The RBA released their Minutes of the Monetary Policy Meeting of the Reserve Bank Board from 3 March 2015. Clearly housing is the potential brake on further cuts, but that said further falls are possible.
In assessing the appropriate stance for monetary policy in Australia, members noted that the outlook for global economic growth had not changed, with Australia’s major trading partners forecast to grow by around the average of recent years in 2015. Lower oil prices were expected to boost growth in major trading partners and reduce inflation temporarily. More generally, although the decline in many commodity prices over the past year had largely been in response to expansions in global supply, members observed that demand-side factors, including the weakness in Chinese property markets, had also played a role. Although the Australian dollar had depreciated, particularly against the US dollar, it remained above most estimates of its fundamental value, particularly given the significant declines in key commodity prices. Conditions in global financial markets remained very accommodative. Changes to the stance of monetary policy by the major central banks were likely to be important influences on financial markets over the coming year.
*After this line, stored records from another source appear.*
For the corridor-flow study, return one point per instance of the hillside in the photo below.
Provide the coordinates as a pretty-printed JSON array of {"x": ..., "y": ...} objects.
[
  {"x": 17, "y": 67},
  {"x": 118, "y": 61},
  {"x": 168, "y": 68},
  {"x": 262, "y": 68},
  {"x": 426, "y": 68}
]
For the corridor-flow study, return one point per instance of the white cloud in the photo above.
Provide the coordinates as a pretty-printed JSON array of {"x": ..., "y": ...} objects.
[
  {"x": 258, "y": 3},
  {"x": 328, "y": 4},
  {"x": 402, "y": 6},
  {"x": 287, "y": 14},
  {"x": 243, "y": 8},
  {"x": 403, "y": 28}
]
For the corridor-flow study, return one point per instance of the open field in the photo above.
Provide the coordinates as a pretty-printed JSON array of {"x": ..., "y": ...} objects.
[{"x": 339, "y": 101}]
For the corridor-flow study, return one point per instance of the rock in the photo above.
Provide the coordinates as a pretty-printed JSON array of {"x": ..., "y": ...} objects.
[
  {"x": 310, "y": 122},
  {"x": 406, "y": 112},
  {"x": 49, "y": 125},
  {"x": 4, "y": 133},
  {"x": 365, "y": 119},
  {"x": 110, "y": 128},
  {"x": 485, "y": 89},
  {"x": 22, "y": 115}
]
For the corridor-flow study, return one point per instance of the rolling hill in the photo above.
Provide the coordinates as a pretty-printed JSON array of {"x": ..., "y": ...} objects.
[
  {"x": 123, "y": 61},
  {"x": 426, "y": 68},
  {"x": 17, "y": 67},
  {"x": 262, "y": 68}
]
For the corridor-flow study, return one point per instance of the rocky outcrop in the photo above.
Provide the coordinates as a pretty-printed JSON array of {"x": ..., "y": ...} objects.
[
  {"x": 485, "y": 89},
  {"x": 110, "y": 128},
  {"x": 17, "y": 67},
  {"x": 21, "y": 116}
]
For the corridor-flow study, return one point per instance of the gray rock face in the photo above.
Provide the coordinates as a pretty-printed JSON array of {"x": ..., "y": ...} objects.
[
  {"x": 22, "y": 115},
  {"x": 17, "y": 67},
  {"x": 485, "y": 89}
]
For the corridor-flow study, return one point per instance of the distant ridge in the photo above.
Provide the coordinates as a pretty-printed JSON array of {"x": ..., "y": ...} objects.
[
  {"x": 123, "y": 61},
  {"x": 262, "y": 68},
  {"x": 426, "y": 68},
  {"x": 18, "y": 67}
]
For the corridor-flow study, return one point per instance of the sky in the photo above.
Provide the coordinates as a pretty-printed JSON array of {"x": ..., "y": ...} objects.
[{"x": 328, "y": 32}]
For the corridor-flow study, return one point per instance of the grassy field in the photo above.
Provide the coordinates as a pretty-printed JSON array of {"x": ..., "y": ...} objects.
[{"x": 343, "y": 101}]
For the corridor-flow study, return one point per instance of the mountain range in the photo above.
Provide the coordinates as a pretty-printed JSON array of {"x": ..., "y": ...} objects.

Data available at the time of the meeting suggested that the Australian economy had continued to grow at a below-trend pace in the December quarter and that domestic demand growth had remained weak overall. There had been some evidence suggesting that growth of dwelling investment and consumption had picked up in the December quarter, but there had also been indications that business investment could remain subdued for longer than had been previously expected. On balance, the evidence suggested that labour market conditions were likely to remain subdued and the economy would continue to operate with a degree of spare capacity for some time. As a result, wage pressures were expected to remain contained and inflation was forecast to remain consistent with the target over the next year or so, even with a lower exchange rate.
At the same time, activity in the housing market had remained strong. Housing prices had continued to increase strongly in Sydney and at a solid pace in Melbourne. In other capital cities, trends had been more mixed and annual increases in capital city housing prices (excluding Sydney and Melbourne) had averaged about 3 per cent. Growth of dwelling investment was estimated to have picked up in the December quarter and was expected to remain at a high level in the near term. While credit had continued to grow a little faster than incomes, household leverage had not increased significantly and the Bank would continue to work with other regulators to assess and contain risks that might arise from the housing market.
Members noted that the current setting of monetary policy had been accommodative for some time and that the recent reduction in the cash rate would provide some further support to the economy. They also acknowledged that a lower exchange rate would help achieve balanced growth in the economy. Nonetheless, on the basis of the current forecasts for growth and inflation, members were of the view that a case to ease monetary policy further might emerge.
In considering whether or not to reduce the cash rate further at this meeting, members saw benefit in allowing some time for the structure of interest rates and the economy to adjust to the earlier change. They also saw advantages in receiving more data to indicate whether or not the economy was on the previously forecast path. Further, they noted the greater degree of uncertainty about the behaviour of borrowers and savers in a world of very low interest rates. Taking account of all these factors, members judged it appropriate to hold the cash rate steady for the time being, while recognising that further easing over the period ahead may be appropriate to foster sustainable growth in demand while maintaining inflation consistent with the target.